New American Idol judge Jennifer Lopez received an ear-splittingly enthusiastic welcome from Beacons’ many Latinos, but quite pointedly did no waving or smiling of her own, as her bodyguards ran ahead of her Lexus convertible warning everyone not to make contact with her. It’s not my way to be told whom I can and cannot make eye contact with, but it isn’t something one can make on his own, and Jennifer was talking to her companion in the Lexus’s back seat as she passed where I was filming.

Jennifer was followed on foot by a crowd of local Roman Catholics calling for the beatification of local de facto saint Pete Seeger, even though he’s nobody's Catholic. One of them expressed to me that the group viewed as insensitive Pope Benedict XVI’s having recently found time to beatify John Henry Newman, the 19th century English cardinal who converted from Anglicanism, while his secretaries fail even to acknowledge the group’s letters, telegrams, and emails.

Also on foot were a succession of marching bands, each more excruciatingly shrill than its predecessor, and a predictably ragtag delegation of local homeless who delighted onlookers by soliciting spare change as they shuffled determinedly forward in mistmatched footwear, or even barefoot. Gaudily costumed passengers on a float festooned with red, gold, and green carnations pelted onlookers with plastic trinkets, and were thought by many to have missed the turn off Interstate 84 to New Orleans.

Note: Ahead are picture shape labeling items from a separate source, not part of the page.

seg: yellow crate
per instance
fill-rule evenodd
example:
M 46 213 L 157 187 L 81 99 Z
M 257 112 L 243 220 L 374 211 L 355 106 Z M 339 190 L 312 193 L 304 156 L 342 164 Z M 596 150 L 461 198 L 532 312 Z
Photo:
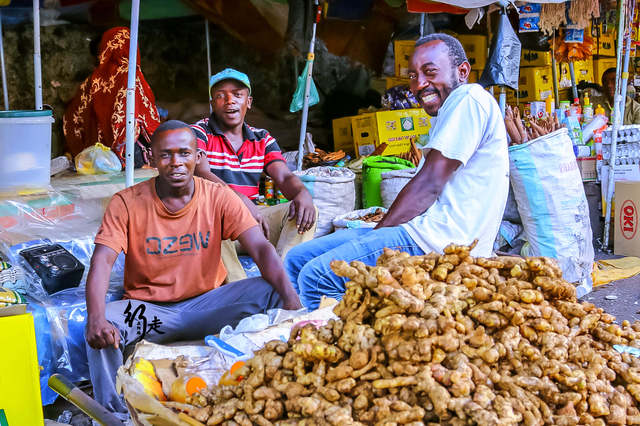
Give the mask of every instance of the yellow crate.
M 537 50 L 522 49 L 520 54 L 521 67 L 550 67 L 551 52 L 538 52 Z
M 616 58 L 598 58 L 593 60 L 594 83 L 602 84 L 602 74 L 609 68 L 616 67 Z
M 591 59 L 584 61 L 576 61 L 573 63 L 573 71 L 576 77 L 576 84 L 581 81 L 595 83 L 593 77 L 593 62 Z M 558 64 L 558 88 L 564 89 L 571 87 L 571 74 L 569 73 L 569 64 L 562 62 Z
M 351 119 L 349 117 L 336 118 L 331 121 L 333 127 L 333 150 L 343 150 L 346 153 L 353 153 L 353 131 L 351 130 Z
M 0 412 L 4 411 L 9 426 L 43 424 L 31 314 L 0 317 L 0 342 Z
M 487 63 L 487 36 L 459 35 L 456 38 L 462 43 L 471 68 L 482 71 Z
M 499 91 L 496 91 L 499 93 Z M 553 74 L 551 67 L 526 67 L 520 68 L 518 79 L 518 94 L 520 102 L 543 101 L 553 94 Z M 515 102 L 516 95 L 513 90 L 507 91 L 507 101 Z
M 408 77 L 387 77 L 387 89 L 391 89 L 395 86 L 408 86 Z
M 385 155 L 408 152 L 412 136 L 429 133 L 431 119 L 422 108 L 378 111 L 351 119 L 356 155 L 369 155 L 381 143 Z
M 413 55 L 415 44 L 415 40 L 396 40 L 393 42 L 396 77 L 407 77 L 409 75 L 409 60 Z

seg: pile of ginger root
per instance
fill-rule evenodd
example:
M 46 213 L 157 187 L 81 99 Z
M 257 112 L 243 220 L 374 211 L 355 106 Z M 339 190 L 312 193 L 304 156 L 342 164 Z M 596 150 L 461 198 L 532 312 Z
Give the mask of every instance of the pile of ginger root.
M 330 320 L 294 328 L 188 403 L 208 425 L 640 424 L 640 323 L 586 302 L 547 258 L 385 249 Z

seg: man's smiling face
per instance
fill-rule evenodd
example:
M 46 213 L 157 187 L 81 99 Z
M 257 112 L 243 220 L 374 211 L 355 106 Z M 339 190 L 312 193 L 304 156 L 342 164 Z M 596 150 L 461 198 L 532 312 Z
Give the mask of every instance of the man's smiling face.
M 244 123 L 251 101 L 247 86 L 236 80 L 223 80 L 211 88 L 211 107 L 223 130 Z
M 471 67 L 451 63 L 449 48 L 441 40 L 416 47 L 409 62 L 409 87 L 427 114 L 434 117 L 449 94 L 466 82 Z

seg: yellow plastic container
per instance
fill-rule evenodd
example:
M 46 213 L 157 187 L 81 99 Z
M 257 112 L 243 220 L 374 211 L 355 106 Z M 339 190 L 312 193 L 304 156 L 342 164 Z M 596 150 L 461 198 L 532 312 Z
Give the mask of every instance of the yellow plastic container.
M 42 425 L 40 371 L 31 314 L 0 317 L 0 342 L 0 412 L 4 411 L 8 426 Z
M 343 150 L 346 153 L 353 153 L 353 131 L 351 130 L 351 119 L 355 117 L 336 118 L 331 121 L 333 127 L 333 149 Z
M 487 64 L 487 36 L 459 35 L 456 38 L 462 43 L 471 68 L 482 71 Z
M 499 93 L 499 90 L 494 93 Z M 520 102 L 544 101 L 551 94 L 553 94 L 551 67 L 520 68 L 517 94 Z M 514 91 L 508 90 L 507 102 L 513 103 L 515 99 Z
M 522 49 L 520 54 L 521 67 L 550 67 L 551 52 L 538 52 L 537 50 Z
M 569 64 L 561 62 L 558 64 L 558 87 L 561 89 L 571 87 L 571 74 L 569 73 Z M 593 77 L 593 61 L 587 59 L 584 61 L 575 61 L 573 63 L 573 71 L 576 77 L 576 84 L 581 81 L 587 81 L 589 83 L 595 83 Z
M 396 77 L 409 75 L 409 60 L 413 55 L 415 40 L 396 40 L 393 42 Z
M 352 118 L 356 155 L 369 155 L 381 143 L 387 144 L 384 155 L 408 152 L 411 137 L 429 133 L 431 119 L 422 108 L 378 111 Z

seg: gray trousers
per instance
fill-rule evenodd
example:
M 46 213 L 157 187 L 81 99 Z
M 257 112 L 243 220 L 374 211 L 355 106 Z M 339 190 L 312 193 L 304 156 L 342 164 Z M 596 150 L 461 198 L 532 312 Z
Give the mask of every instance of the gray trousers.
M 282 306 L 280 295 L 261 277 L 236 281 L 175 303 L 127 299 L 107 304 L 105 316 L 120 331 L 120 347 L 93 349 L 86 344 L 95 399 L 114 414 L 127 407 L 116 392 L 116 372 L 124 349 L 142 339 L 153 343 L 202 339 L 225 325 Z

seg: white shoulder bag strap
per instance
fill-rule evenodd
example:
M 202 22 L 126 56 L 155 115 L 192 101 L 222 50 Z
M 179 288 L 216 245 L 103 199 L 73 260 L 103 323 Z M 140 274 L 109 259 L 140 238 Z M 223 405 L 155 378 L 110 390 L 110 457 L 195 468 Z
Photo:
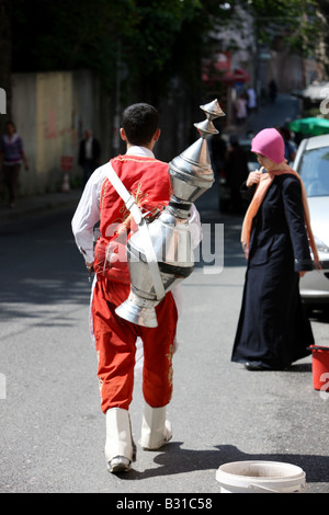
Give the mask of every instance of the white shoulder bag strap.
M 161 300 L 164 295 L 164 287 L 160 276 L 159 265 L 157 255 L 154 249 L 154 244 L 148 231 L 148 225 L 143 217 L 143 214 L 139 207 L 136 204 L 136 201 L 133 195 L 127 191 L 121 179 L 117 176 L 115 171 L 113 170 L 112 164 L 109 162 L 104 167 L 106 170 L 106 176 L 113 187 L 115 188 L 116 193 L 121 196 L 123 202 L 125 203 L 126 208 L 132 213 L 134 220 L 138 226 L 138 230 L 140 230 L 140 234 L 143 236 L 144 244 L 145 244 L 145 255 L 146 260 L 149 265 L 149 271 L 152 277 L 154 287 L 156 291 L 156 296 L 158 300 Z

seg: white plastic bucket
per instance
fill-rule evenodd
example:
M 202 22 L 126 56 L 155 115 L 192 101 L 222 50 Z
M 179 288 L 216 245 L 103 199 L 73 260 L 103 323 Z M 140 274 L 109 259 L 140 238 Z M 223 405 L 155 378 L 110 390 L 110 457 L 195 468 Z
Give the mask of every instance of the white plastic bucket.
M 300 467 L 279 461 L 232 461 L 216 471 L 220 493 L 302 493 L 305 478 Z

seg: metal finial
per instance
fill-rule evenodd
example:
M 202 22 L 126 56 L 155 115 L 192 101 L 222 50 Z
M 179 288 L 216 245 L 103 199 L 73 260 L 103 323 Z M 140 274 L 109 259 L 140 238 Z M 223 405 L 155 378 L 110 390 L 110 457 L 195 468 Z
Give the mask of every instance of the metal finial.
M 205 105 L 201 105 L 200 107 L 205 113 L 207 119 L 193 125 L 197 128 L 200 136 L 203 139 L 206 139 L 207 137 L 218 133 L 213 124 L 213 119 L 218 118 L 219 116 L 225 116 L 225 113 L 222 110 L 217 99 L 208 102 Z

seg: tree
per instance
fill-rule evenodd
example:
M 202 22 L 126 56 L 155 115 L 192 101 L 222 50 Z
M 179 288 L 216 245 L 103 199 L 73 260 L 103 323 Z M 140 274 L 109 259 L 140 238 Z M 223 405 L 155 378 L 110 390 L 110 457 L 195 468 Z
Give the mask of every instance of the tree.
M 7 116 L 11 116 L 11 0 L 0 0 L 0 88 L 7 94 Z M 0 128 L 2 130 L 2 127 Z

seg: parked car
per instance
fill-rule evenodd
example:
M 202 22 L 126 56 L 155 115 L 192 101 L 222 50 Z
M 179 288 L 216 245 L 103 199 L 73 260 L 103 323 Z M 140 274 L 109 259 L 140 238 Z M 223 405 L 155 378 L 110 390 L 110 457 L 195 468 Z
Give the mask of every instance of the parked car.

Besides being the Gateway to Poughkeepsie, Beacon is known also as Prisonville, New York, owing to the large number of correctional facilities in the area. Remarkably, the bright orange (like the inmates’ jumpsuits, you see) Hummer atop which rode Warden Derek N. Miller and an honor guard of correctional officers in full dress uniform drew only scattered applause. It pains me to realize that my neighbors sorely undervalue Warden Miller & Co.’s keeping rapists, murderers, and crack dealers out of our homes and back yards, schools and offices, and I was outraged by the fact that the float sponsored by, and ridden by the owner/chef of, the Last Meal Diner — which supplies last meals for local prisoners about to be executed — was much more warmly received.